Last updated on March 13, 2019
Happy week of International Women’s Day 2019 (IWD2019)!
In the spirit of this year’s IWD2019 theme, #BalanceforBetter, I pulled together this collection of posts from and about women in medicine. I hope you will draw inspiration from them for your own lives and practices.
1. Being a Woman, by Dr. Anne Malatt
An uplifting reflection on our lives as women and physicians.
Excerpt:
In medicine, I am seen as a woman at times when it suits some agendas, and not seen as a woman when it does not suit. But no matter what veils I am seen through, I am and remain a woman. Being a woman does not define me, any more than being a wife, a mother, or a doctor does. But being a woman has affected me.
excerpt from Being a Woman, by Dr. Anne Malatt, posted on To Medicine With Love
2. IWD 2019: Suffragettes and medical women – examining the ‘jealous mistress’
An insightful historical perspective on the conflicts faced by women physicians a century ago.
Excerpt:
‘Medicine is a jealous mistress and those who would win her favours must not worship at any other shrine’. This was the advice that a staff member at the London School of Medicine for Women gave her female students in the early twentieth century. The shrine she referred to was the movement for women’s suffrage – a battle which was then being bought by moderate suffragists and militant suffragettes alike. But where were women doctors in fighting for what Elizabeth Garrett Anderson called ‘the cause’? Could you be a suffragette and pursue a medical career?
article byDr. Kristen Hussey, Royal College of Physicians, head curator
see also the weeklong series of articles for International Women’s Day, at the Royal College of Physicians’ website
3. Honor National Women Physicians Day With Self-Care
By Stephanie Graff, MD, FACP
I related very much to this post on by Dr. Graff, an oncologist and mom like myself. She reminds us not to neglect ourselves as we take care of everyone around us.
Excerpt:
I am every woman. I drive my kids to soccer, serve as housekeeper, personal shopper, family chef, and childhood conflict arbitrator. I am the queen of bedtime stories and the singer of bedtime songs. I am an event planner—coordinating dates with my husband and epic birthday parties. I am a travel agent, scheduling and planning all our vacations. I am the Chief Operating Officer of the Graff family scheduling home repairs and services, management of essential supplies, and coordinator of schedules. I am a wife, mother, daughter, sister, and friend. But I am also a physician, breast oncologist, principal investigator, leader, researcher, and scientist. #IAmBlackwell. Dr. Elizabeth Blackwell—the first woman physician and the rallying cry of women physicians everywhere. But here’s the complicated whole truth, the piece I do not always get right: Somewhere, in the middle of all that, I am supposed to take care of myself.
Dr. Stephanie Graff
From celebrating the strength in our femininity, to remembering and honoring our trailblazing predecessors, to not losing sight of ourselves, why not take a few more minutes for yourself and check out the full articles above!

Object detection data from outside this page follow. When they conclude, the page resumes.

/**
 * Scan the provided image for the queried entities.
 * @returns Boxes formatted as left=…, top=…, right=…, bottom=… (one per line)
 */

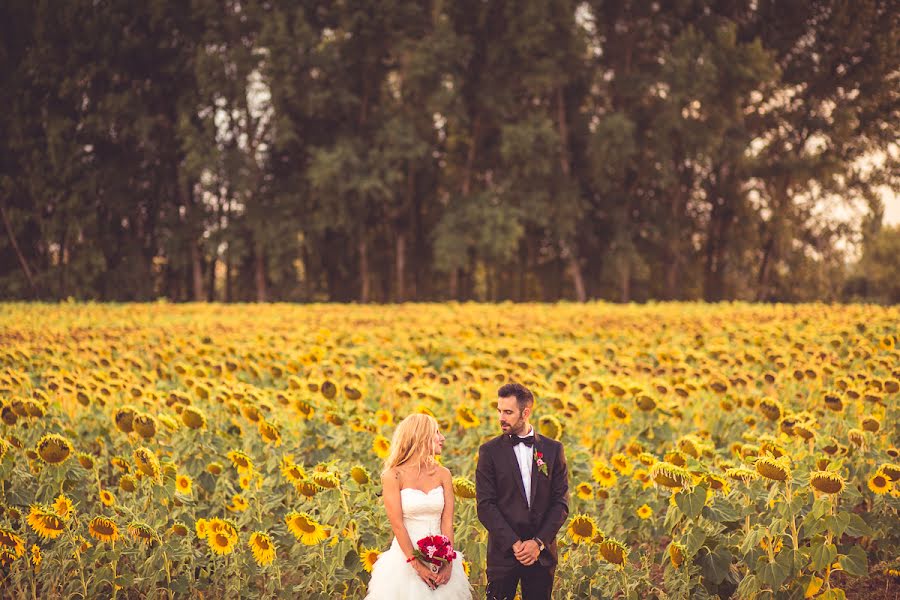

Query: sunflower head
left=350, top=465, right=372, bottom=485
left=538, top=415, right=563, bottom=440
left=453, top=476, right=475, bottom=499
left=868, top=471, right=893, bottom=496
left=53, top=494, right=75, bottom=521
left=756, top=456, right=791, bottom=481
left=26, top=504, right=65, bottom=540
left=597, top=538, right=628, bottom=566
left=650, top=462, right=692, bottom=489
left=133, top=446, right=161, bottom=482
left=128, top=521, right=159, bottom=546
left=181, top=406, right=206, bottom=429
left=131, top=413, right=157, bottom=440
left=37, top=433, right=72, bottom=465
left=113, top=406, right=137, bottom=433
left=568, top=514, right=598, bottom=544
left=359, top=547, right=381, bottom=573
left=247, top=531, right=275, bottom=567
left=809, top=471, right=844, bottom=494
left=669, top=542, right=687, bottom=569
left=88, top=517, right=119, bottom=542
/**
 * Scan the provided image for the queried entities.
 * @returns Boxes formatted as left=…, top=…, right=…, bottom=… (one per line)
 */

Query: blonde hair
left=381, top=413, right=438, bottom=475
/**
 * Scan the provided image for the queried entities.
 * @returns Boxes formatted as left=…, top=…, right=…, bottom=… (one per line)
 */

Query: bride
left=366, top=414, right=472, bottom=600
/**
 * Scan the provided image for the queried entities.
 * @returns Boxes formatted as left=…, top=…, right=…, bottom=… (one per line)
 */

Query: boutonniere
left=534, top=448, right=547, bottom=476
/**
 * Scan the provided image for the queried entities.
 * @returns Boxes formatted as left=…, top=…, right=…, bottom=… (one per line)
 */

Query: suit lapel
left=531, top=430, right=544, bottom=508
left=500, top=434, right=534, bottom=506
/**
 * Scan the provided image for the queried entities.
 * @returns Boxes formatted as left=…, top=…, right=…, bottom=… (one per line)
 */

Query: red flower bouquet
left=413, top=535, right=456, bottom=573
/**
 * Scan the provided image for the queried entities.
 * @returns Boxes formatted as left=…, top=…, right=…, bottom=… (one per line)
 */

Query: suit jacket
left=475, top=431, right=569, bottom=578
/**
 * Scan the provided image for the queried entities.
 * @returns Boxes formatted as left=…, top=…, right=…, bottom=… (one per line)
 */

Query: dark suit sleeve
left=475, top=448, right=519, bottom=548
left=537, top=444, right=569, bottom=544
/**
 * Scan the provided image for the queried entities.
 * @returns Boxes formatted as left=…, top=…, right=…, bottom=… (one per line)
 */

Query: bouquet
left=413, top=535, right=456, bottom=573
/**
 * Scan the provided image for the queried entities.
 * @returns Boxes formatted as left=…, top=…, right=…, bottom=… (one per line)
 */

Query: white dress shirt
left=513, top=426, right=534, bottom=508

See also my related posts on this site:
- Don’t Call Me Lucky: on female physicians experiences of gender bias from patients
- Stay at home dads and the movie The Incredibles 2: a missed opportunity
- Working moms who are doctors: how many are there in the U.S.? The number will surprise you
- Parenting stereotypes, and turning them on their head. “My mom is a doctor, my dad is a dad.”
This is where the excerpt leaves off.